Justice of the High Court
- In office 17 May 1989 – 2004

Personal details
- Born: Michael Morland 16 July 1929 (age 96)
- Children: 2
- Education: Stowe School Christ Church, Oxford

= Michael Morland =

British judge

Sir Michael Morland (born 16 July 1929) is a British barrister and retired judge. He was a Justice of the High Court (Queen's Bench Division) from 1989 to 2004. He is best remembered as the judge who tried Robert Thompson and Jon Venables for the murder of James Bulger.

== Biography ==
Educated at Stowe School and Christ Church, Oxford, Morland served in the Grenadier Guards as a second lieutenant from 1948 to 1949, seeing service in Malaya. He was called to the bar by the Inner Temple in 1953 (becoming a bencher of the inn in 1979). He then joined the Northern Circuit, becoming a Queen's Counsel in 1972.

Morland was a recorder from 1972 to 1989, when he was appointed to the High Court, receiving the customary knighthood. Assigned to the Queen's Bench Division, he was Presiding Judge of the Northern Circuit from 1991 to 1995.
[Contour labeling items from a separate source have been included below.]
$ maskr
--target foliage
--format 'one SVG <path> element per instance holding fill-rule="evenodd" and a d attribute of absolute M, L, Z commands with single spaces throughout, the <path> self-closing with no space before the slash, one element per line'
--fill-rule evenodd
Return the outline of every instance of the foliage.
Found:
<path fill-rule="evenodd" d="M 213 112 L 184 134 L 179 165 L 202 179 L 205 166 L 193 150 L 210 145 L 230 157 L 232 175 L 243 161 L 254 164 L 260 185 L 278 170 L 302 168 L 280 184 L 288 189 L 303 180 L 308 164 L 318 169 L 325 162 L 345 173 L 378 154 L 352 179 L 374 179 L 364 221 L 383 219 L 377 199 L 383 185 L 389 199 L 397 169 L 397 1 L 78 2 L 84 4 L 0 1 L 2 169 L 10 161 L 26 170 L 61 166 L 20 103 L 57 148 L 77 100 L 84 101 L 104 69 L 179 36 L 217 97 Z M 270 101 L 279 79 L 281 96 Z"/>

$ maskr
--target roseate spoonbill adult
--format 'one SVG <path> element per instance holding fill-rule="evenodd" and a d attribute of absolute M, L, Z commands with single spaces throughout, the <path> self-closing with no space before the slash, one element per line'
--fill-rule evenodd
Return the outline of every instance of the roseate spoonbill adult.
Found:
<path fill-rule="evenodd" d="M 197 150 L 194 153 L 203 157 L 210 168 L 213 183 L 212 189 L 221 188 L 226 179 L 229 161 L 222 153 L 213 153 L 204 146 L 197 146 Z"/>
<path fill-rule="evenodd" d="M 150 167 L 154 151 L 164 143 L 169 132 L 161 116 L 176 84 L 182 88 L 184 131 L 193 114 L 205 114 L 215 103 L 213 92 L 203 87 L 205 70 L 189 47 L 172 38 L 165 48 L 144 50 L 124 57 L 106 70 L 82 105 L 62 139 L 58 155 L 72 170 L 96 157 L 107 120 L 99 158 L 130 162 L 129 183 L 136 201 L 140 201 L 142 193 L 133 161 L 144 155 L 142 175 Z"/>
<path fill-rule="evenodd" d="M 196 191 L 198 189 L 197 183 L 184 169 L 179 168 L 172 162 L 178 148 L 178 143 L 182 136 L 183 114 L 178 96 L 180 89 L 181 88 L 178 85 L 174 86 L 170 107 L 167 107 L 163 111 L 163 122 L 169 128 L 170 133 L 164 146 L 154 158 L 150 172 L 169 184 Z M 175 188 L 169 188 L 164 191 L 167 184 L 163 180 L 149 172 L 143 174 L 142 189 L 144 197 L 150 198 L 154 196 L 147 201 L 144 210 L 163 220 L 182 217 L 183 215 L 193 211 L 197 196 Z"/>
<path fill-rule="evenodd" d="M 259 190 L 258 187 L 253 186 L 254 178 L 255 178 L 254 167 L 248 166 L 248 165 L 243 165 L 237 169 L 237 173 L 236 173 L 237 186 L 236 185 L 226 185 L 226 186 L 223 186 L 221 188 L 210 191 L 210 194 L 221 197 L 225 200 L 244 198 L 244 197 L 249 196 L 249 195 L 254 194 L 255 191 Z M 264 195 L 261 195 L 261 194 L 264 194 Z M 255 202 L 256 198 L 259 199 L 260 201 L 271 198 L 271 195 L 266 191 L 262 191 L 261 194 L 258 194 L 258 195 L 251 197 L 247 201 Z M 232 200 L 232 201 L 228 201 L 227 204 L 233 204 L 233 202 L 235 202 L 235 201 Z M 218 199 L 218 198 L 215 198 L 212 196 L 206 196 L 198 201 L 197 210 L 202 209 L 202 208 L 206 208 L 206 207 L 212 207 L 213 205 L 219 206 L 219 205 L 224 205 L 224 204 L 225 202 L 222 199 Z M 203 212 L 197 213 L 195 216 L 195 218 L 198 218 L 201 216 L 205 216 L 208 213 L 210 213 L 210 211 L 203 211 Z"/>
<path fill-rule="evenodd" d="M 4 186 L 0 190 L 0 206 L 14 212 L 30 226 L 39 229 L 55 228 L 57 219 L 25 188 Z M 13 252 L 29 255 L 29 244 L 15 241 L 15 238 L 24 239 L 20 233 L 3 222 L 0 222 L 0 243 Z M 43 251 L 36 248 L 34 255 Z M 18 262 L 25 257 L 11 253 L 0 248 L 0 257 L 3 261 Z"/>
In 1993, Morland tried Robert Thompson and Jon Venables for the murder of James Bulger. Upon conviction, they became the youngest convicted murderers in modern British history. Morland sentenced them to be detained at Her Majesty's pleasure, with a recommendation that they should be kept in custody for "very, very many years to come", recommending a minimum term of eight years. He also lifted the anonymity orders on the two boys after they were convicted.

Morland retired in 2004 upon reaching the statutory age. In retirement, Morland chaired the inquiry into the killing of Rosemary Nelson.